To identify somatic genetic alterations for tumor molecular profiling, independent of the RaDaR ctDNA workflow, preprocessed WES BAM files from NeoGenomics were analyzed independently from the RaDaR ctDNA workflow as reported elsewhere41. Base quality score recalibration (BQSR) was completed using GATK (v3.8) tools and Samtools (v1.3.1) was used to sort and index the BAM files. Variant calling was performed using Mutect2 in tumor-only mode with orientation bias filtering and contamination estimation (GATK v4.1.8.1)42,43,44. Variants were called referencing the human genome (Homo sapiens assembly 38), targeting capture regions from the NeoGenomics panel, and using a germline resource and panel of normals for additional filtering. GATK’s FilterMutectCalls tool was used to further filter the variant call format (VCF) files. Annotations were added with VEP (v98) and then converted to mutation annotation format (MAF) via vcf2maf (v1.6.17)45,46. Custom scripts filtered variants according to these criteria: minimum depth of 100, variant allele frequency (VAF) above 5% to remove sequencing errors, VAF outside the ranges 40–60% or above 90% to exclude germline variants, specific mutation types (‘Missense_Mutation,’ ‘Nonsense_Mutation,’ ‘Frame_Shift_Ins,’ ‘Frame_Shift_Del,’ ‘Splice_Site,’ ‘In_Frame_Ins,’ ‘In_Frame_Del’), and allele frequency below 1% in the GNOMAD v.3.0 database47. Further filtering focused on known driver genes from the COSMIC Cancer Gene Census (v100)48. Oncoplot visualization was performed using maftools (v2.18.0) with RColorBrewer (v1.1-3) in R (v4.3.2)49.

Statistical analysis

Patient baseline characteristics including clinical and ctDNA variables were compared using the Chi-square, Fisher’s exact, Wilcoxon rank sum or Kruskal Wallis tests where appropriate. Correlation between imaging measurements and quantified ctDNA levels was assessed using the Spearman coefficient. Survival outcomes were estimated using the Kaplan–Meier method, Mantel´s log-rank test, and Cox regression analysis. Participants who did not experience treatment failure or death of any cause by the last follow-up were censored at their last follow-up date. The TTF outcome was calculated in months from the date of treatment start to the date of the last on-treatment follow-up along with the event status on this date.

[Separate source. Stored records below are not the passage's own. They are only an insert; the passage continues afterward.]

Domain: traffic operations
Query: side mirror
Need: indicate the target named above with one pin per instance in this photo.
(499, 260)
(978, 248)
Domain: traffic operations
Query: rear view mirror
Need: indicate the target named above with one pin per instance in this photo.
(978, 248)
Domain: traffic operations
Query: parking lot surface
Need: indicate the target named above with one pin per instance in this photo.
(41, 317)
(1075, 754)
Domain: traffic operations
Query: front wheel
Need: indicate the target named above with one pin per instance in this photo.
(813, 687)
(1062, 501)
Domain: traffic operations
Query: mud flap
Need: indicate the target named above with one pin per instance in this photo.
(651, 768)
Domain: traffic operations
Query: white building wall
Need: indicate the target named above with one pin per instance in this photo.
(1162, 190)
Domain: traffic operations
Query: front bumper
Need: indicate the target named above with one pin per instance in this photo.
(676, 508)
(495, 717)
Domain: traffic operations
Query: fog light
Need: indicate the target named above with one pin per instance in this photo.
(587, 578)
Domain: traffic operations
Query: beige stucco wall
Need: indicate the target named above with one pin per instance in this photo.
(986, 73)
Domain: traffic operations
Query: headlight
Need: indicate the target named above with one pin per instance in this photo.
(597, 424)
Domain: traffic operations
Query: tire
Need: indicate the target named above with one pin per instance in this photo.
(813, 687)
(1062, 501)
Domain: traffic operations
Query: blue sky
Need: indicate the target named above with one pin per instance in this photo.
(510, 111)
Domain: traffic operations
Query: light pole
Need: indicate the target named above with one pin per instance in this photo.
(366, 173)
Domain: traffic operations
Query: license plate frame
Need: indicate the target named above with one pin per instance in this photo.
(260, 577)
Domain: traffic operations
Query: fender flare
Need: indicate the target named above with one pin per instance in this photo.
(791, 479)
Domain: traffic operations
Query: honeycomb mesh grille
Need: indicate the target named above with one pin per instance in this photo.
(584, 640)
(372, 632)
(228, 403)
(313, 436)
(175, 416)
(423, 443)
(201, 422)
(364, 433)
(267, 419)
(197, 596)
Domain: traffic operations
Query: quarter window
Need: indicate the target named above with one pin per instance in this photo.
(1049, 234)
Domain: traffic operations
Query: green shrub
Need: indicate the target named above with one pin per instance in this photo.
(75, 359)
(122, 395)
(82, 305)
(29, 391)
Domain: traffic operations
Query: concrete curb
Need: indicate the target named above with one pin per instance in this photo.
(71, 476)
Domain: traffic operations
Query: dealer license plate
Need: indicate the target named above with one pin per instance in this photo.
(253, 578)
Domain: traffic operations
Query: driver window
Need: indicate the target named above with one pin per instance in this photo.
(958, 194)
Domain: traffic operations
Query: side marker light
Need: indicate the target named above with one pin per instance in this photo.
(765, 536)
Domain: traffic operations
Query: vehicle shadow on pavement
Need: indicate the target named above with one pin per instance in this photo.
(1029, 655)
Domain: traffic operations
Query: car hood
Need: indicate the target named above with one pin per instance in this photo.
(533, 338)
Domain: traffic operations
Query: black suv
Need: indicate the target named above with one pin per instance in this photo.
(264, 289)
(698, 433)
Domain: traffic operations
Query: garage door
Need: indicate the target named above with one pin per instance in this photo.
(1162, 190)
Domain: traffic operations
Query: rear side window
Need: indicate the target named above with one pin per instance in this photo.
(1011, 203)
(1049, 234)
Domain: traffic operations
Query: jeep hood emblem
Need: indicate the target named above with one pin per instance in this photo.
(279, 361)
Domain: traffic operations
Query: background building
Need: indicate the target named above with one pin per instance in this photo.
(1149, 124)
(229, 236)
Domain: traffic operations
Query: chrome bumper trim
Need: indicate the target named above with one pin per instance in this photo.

The lead time of a given ctDNA sample was calculated as the interval between the date of sample collection and treatment failure. Diagnostic characteristics including sensitivity, specificity, positive predictive value (PPV), negative predictive value (NPV), accuracy, and C-index, were calculated to describe the discriminatory ability for each exploratory cutoff. The limited sample size and outcome events prevented us from building multivariable models. Generalized estimating equations were not calculated considering the impact of the timing of predictors (i.e., not accounting for the stronger impact of later timepoints on the final outcome nor modeling individual trajectories or temporal dynamics) as well as the limited sample size. Statistical analyses were performed using PRISM GraphPad v9.0 (San Diego, CA, USA) and an open-source statistical software R version 4.1.0 (R Core Team (2021), R Foundation for Statistical Computing, Vienna, Austria). All p-values are 2-sided, with p < 0.05 considered to indicate a statistically significant result. No multiple testing correction was applied. Median and range are shown unless otherwise indicated. Graphs were generated using R-studio, PRISM GraphPad (v9.0), and BioRender. Oncoplots and swimmer plots were created using R-studio.